Bacaan Ulangan 24:1-5
Tentang perceraian

1 "Apabila seseorang mengambil seorang perempuan dan menjadi suaminya, dan jika kemudian ia tidak menyukai lagi perempuan itu, sebab didapatinya yang tidak senonoh padanya, lalu ia menulis surat cerai dan menyerahkannya ke tangan perempuan itu, sesudah itu menyuruh dia pergi dari rumahnya,
2 dan jika perempuan itu keluar dari rumahnya dan pergi dari sana, lalu menjadi isteri orang lain,
3 dan jika laki-laki yang kemudian ini tidak cinta lagi kepadanya, lalu menulis surat cerai dan menyerahkannya ke tangan perempuan itu serta menyuruh dia pergi dari rumahnya, atau jika laki-laki yang kemudian mengambil dia menjadi isterinya itu mati,
4 maka suaminya yang pertama, yang telah menyuruh dia pergi itu, tidak boleh mengambil dia kembali menjadi isterinya, setelah perempuan itu dicemari; sebab hal itu adalah kekejian di hadapan TUHAN. Janganlah engkau mendatangkan dosa atas negeri yang diberikan TUHAN, Allahmu, kepadamu menjadi milik pusakamu.

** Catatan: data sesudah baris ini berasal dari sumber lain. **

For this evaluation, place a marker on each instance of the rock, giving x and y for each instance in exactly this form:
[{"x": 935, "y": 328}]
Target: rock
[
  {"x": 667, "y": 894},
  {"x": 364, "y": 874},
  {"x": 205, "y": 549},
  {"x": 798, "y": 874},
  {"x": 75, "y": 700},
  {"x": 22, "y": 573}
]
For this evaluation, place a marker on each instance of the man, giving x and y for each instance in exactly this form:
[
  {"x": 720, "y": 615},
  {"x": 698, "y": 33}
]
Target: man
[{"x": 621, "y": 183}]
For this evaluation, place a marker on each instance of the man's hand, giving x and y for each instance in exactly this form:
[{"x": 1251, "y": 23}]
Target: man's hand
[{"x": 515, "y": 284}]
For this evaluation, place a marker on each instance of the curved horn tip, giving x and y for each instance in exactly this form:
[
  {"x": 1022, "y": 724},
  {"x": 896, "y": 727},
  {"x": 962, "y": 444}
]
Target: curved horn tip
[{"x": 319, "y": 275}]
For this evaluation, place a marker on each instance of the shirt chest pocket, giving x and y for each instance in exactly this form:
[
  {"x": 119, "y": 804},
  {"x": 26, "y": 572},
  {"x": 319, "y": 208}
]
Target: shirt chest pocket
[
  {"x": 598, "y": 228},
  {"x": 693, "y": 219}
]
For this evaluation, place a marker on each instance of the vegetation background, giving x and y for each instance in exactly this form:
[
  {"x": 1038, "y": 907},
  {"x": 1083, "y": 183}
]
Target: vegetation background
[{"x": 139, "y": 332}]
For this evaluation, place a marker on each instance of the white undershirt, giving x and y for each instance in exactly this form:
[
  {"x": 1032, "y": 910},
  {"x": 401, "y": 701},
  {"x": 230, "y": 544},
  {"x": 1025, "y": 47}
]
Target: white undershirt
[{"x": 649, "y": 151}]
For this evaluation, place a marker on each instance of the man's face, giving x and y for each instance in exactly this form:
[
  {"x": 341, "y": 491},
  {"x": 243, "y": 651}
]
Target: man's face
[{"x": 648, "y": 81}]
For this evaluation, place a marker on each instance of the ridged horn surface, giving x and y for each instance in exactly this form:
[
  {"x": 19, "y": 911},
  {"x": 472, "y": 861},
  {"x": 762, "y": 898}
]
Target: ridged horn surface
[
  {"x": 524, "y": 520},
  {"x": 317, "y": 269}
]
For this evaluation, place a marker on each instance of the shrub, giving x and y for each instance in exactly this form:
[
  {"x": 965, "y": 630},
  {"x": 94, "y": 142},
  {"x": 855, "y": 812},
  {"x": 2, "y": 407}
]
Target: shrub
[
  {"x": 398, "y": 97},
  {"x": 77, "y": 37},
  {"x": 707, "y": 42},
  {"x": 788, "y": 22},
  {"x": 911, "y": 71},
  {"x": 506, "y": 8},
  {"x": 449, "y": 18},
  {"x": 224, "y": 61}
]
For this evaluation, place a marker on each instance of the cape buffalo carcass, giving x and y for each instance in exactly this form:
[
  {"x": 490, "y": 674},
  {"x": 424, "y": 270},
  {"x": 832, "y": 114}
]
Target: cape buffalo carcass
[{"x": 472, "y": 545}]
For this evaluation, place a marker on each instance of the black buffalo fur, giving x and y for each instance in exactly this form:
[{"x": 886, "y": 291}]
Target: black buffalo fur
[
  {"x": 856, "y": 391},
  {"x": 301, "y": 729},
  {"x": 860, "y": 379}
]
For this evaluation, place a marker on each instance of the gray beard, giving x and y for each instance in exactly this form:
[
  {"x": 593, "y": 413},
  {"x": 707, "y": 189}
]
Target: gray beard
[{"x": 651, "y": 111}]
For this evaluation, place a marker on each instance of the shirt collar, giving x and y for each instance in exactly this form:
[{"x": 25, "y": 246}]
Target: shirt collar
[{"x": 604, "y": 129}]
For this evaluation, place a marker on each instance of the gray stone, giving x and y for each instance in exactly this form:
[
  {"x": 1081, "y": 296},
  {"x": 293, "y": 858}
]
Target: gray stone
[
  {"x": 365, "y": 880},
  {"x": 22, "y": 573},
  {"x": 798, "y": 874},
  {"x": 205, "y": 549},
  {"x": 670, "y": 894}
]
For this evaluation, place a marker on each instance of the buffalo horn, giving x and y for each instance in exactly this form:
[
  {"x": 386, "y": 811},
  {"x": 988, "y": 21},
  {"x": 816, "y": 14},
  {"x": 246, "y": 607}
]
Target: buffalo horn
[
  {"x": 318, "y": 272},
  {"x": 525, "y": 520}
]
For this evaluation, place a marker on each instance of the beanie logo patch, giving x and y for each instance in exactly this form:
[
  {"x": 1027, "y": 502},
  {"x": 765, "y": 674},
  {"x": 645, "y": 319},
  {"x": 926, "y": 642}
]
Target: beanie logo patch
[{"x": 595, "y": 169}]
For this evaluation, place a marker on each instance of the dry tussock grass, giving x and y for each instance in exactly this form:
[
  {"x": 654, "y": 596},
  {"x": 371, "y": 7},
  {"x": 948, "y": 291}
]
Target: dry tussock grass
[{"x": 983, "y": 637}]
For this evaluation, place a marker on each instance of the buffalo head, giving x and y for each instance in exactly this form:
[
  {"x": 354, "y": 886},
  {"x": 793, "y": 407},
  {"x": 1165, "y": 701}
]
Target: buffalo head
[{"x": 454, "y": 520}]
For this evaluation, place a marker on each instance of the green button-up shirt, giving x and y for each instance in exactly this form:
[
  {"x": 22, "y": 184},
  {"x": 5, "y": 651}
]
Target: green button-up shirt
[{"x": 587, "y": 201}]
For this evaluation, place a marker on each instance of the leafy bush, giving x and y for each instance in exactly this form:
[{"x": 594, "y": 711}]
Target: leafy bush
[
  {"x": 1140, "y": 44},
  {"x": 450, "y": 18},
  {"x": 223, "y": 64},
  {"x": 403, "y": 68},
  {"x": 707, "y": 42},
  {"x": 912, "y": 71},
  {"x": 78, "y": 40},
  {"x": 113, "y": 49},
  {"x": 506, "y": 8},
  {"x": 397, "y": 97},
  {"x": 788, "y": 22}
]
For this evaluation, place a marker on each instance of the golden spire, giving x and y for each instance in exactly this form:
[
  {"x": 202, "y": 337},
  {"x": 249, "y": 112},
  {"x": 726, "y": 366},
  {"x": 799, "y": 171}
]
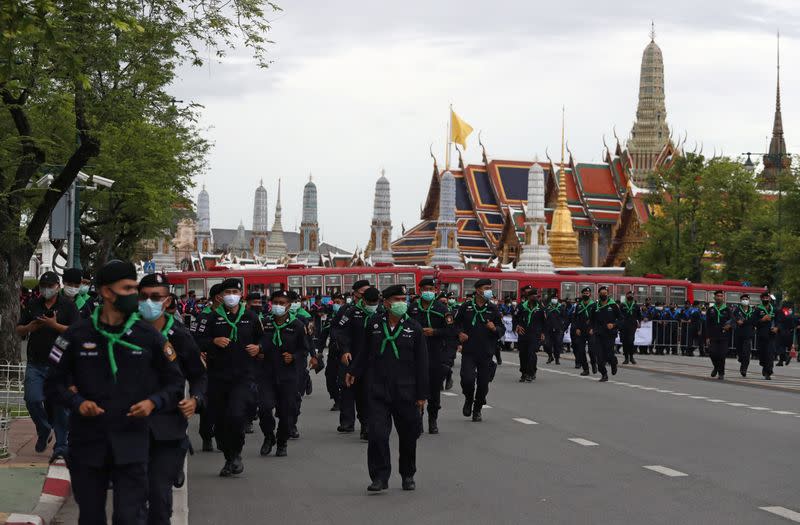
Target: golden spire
[{"x": 563, "y": 240}]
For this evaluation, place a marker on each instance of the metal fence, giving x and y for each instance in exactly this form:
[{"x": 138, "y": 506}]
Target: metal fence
[{"x": 12, "y": 402}]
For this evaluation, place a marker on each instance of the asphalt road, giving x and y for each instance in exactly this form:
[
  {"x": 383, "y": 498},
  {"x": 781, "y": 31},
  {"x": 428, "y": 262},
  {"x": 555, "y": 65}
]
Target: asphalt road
[{"x": 646, "y": 447}]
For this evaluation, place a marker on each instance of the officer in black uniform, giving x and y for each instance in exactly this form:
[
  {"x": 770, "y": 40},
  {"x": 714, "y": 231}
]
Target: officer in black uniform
[
  {"x": 230, "y": 337},
  {"x": 745, "y": 321},
  {"x": 631, "y": 321},
  {"x": 580, "y": 331},
  {"x": 206, "y": 418},
  {"x": 284, "y": 346},
  {"x": 437, "y": 324},
  {"x": 606, "y": 319},
  {"x": 169, "y": 443},
  {"x": 350, "y": 335},
  {"x": 113, "y": 371},
  {"x": 718, "y": 325},
  {"x": 765, "y": 335},
  {"x": 555, "y": 319},
  {"x": 528, "y": 322},
  {"x": 325, "y": 338},
  {"x": 479, "y": 326},
  {"x": 395, "y": 359}
]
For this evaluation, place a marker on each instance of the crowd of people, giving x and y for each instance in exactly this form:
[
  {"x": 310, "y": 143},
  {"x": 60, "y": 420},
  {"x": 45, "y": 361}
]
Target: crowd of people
[{"x": 109, "y": 359}]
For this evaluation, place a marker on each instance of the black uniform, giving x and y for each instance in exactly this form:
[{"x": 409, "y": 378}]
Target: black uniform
[
  {"x": 112, "y": 446},
  {"x": 168, "y": 427},
  {"x": 231, "y": 373},
  {"x": 530, "y": 316},
  {"x": 438, "y": 317},
  {"x": 745, "y": 319},
  {"x": 631, "y": 319},
  {"x": 605, "y": 314},
  {"x": 395, "y": 365},
  {"x": 580, "y": 324},
  {"x": 478, "y": 349},
  {"x": 350, "y": 338},
  {"x": 718, "y": 322},
  {"x": 278, "y": 381}
]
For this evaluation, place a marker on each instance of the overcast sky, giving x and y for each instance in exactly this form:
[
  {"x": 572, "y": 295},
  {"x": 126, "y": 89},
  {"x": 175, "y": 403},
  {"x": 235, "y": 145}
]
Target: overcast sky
[{"x": 360, "y": 85}]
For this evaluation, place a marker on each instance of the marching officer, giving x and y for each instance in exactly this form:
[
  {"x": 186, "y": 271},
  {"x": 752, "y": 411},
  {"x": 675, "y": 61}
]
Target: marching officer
[
  {"x": 284, "y": 347},
  {"x": 529, "y": 324},
  {"x": 395, "y": 359},
  {"x": 580, "y": 331},
  {"x": 437, "y": 324},
  {"x": 745, "y": 319},
  {"x": 479, "y": 326},
  {"x": 718, "y": 324},
  {"x": 606, "y": 319},
  {"x": 113, "y": 371},
  {"x": 169, "y": 443},
  {"x": 350, "y": 335},
  {"x": 631, "y": 321},
  {"x": 230, "y": 336}
]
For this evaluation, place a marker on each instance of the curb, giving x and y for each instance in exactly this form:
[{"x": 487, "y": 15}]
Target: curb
[{"x": 55, "y": 491}]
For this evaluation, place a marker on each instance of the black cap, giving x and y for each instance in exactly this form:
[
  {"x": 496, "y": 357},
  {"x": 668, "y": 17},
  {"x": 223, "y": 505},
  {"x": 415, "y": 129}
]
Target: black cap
[
  {"x": 215, "y": 290},
  {"x": 279, "y": 293},
  {"x": 427, "y": 281},
  {"x": 482, "y": 282},
  {"x": 115, "y": 271},
  {"x": 49, "y": 278},
  {"x": 396, "y": 289},
  {"x": 231, "y": 283},
  {"x": 360, "y": 284},
  {"x": 153, "y": 279},
  {"x": 73, "y": 275},
  {"x": 372, "y": 294}
]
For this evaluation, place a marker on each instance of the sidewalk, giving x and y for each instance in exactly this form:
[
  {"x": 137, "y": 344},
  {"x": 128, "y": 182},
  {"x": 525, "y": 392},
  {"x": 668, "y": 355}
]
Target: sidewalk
[{"x": 22, "y": 474}]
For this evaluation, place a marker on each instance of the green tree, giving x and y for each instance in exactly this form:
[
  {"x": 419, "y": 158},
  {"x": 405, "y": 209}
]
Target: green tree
[{"x": 71, "y": 68}]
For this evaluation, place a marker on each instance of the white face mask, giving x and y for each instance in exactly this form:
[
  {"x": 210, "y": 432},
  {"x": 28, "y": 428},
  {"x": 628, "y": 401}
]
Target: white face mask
[{"x": 232, "y": 300}]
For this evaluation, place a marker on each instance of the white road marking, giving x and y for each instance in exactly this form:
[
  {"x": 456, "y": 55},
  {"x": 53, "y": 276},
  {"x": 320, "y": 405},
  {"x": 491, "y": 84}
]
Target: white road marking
[
  {"x": 666, "y": 471},
  {"x": 783, "y": 512},
  {"x": 583, "y": 442}
]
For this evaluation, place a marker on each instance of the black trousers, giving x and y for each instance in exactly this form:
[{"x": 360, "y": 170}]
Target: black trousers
[
  {"x": 90, "y": 485},
  {"x": 408, "y": 420},
  {"x": 604, "y": 344},
  {"x": 528, "y": 345},
  {"x": 166, "y": 462},
  {"x": 766, "y": 353},
  {"x": 476, "y": 373},
  {"x": 280, "y": 397},
  {"x": 579, "y": 343},
  {"x": 743, "y": 351},
  {"x": 231, "y": 405},
  {"x": 717, "y": 351}
]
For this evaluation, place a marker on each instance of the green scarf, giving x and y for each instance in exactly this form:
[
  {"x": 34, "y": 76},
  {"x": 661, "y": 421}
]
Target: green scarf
[
  {"x": 114, "y": 338},
  {"x": 429, "y": 311},
  {"x": 234, "y": 328}
]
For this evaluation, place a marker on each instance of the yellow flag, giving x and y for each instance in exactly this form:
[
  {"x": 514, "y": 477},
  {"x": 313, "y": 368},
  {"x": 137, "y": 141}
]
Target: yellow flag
[{"x": 459, "y": 130}]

5 Apabila baru saja seseorang mengambil isteri, janganlah ia keluar bersama-sama dengan tentara maju berperang atau dibebankan sesuatu pekerjaan; satu tahun lamanya ia harus dibebaskan untuk keperluan rumah tangganya dan menyukakan hati perempuan yang telah diambilnya menjadi isterinya."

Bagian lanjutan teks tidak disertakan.